Nguyen Jacqueline K, Routledge David, van Der Weyden Carrie, Blombery Piers, Angel Christopher M, Johnson Daryl, Goh Michelle S, Lee Adriene
Department of Dermatology, St Vincent's Hospital Melbourne, Fitzroy, Victoria, Australia.
Department of Clinical Haematology, Peter MacCallum Cancer Centre and Royal Melbourne Hospital, Melbourne, Victoria, Australia.
Australas J Dermatol. 2022 Nov;63(4):488-492. doi: 10.1111/ajd.13932. Epub 2022 Oct 5.

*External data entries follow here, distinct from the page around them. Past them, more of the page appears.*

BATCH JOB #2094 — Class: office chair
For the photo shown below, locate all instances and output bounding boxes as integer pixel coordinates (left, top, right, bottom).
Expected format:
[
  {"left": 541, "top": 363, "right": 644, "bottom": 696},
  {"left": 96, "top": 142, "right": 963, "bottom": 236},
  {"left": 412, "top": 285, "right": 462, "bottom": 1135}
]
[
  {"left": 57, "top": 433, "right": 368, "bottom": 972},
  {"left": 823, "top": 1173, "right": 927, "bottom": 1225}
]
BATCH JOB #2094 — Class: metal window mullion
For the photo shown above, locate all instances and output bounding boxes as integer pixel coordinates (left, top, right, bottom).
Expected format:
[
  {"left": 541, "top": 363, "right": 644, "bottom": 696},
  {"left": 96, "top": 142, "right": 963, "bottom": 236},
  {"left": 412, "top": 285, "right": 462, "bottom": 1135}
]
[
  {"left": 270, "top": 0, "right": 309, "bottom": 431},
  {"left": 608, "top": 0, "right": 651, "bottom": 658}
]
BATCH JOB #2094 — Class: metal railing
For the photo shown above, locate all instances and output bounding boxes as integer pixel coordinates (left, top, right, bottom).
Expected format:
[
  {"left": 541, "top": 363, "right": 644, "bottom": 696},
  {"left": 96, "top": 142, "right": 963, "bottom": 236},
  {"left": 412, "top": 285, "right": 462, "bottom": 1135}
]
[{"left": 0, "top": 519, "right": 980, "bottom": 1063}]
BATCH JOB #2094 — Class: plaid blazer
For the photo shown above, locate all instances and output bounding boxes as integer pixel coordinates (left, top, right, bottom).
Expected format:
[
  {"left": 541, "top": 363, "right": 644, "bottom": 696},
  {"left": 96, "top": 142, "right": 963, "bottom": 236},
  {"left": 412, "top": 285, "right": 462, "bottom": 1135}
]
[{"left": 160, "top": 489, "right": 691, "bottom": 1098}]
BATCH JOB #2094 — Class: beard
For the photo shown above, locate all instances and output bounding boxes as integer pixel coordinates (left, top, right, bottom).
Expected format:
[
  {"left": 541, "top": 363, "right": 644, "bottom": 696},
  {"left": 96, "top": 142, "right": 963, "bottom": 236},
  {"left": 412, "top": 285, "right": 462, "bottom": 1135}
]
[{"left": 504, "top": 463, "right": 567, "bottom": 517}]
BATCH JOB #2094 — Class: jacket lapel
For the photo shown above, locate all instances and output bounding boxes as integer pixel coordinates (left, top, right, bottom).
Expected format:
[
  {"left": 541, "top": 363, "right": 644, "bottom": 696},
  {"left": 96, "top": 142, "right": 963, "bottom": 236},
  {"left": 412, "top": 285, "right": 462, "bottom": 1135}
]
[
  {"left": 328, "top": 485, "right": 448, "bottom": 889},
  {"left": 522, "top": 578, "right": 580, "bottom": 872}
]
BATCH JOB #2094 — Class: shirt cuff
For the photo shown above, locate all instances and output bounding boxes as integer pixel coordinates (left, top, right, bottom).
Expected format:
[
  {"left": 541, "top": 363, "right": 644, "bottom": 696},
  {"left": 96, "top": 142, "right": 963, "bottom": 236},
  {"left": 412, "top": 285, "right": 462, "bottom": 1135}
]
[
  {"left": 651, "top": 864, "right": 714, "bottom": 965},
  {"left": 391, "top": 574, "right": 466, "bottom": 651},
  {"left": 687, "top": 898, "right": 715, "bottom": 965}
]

VEXAS (Vacuoles, E1 enzyme, X-linked, autoinflammatory and somatic mutation) syndrome is a genetically defined disorder identified in 2020, describing patients with inflammatory syndromes associated with haematological dysfunction. It is a severe, treatment-resistant condition, with estimated mortality between 40% and 63%. A wide range of cutaneous manifestations have been described. Here, we report on two patients with treatment-resistant neutrophilic dermatosis and myelodysplastic syndrome, who were subsequently diagnosed with VEXAS syndrome. Our cases highlight the need for dermatologists' awareness of this novel condition and to initiate early referral to haematologists for appropriate multidisciplinary care.
VEXAS(空泡、E1酶、X连锁、自身炎症性和体细胞突变)综合征是2020年确定的一种基因定义的疾病,描述了伴有血液系统功能障碍的炎症综合征患者。它是一种严重的、难治性疾病,估计死亡率在40%至63%之间。已有多种皮肤表现的描述。在此,我们报告两名患有难治性嗜中性皮病和骨髓增生异常综合征的患者,他们随后被诊断为VEXAS综合征。我们的病例强调皮肤科医生需要了解这种新疾病,并尽早转诊给血液科医生以获得适当的多学科护理。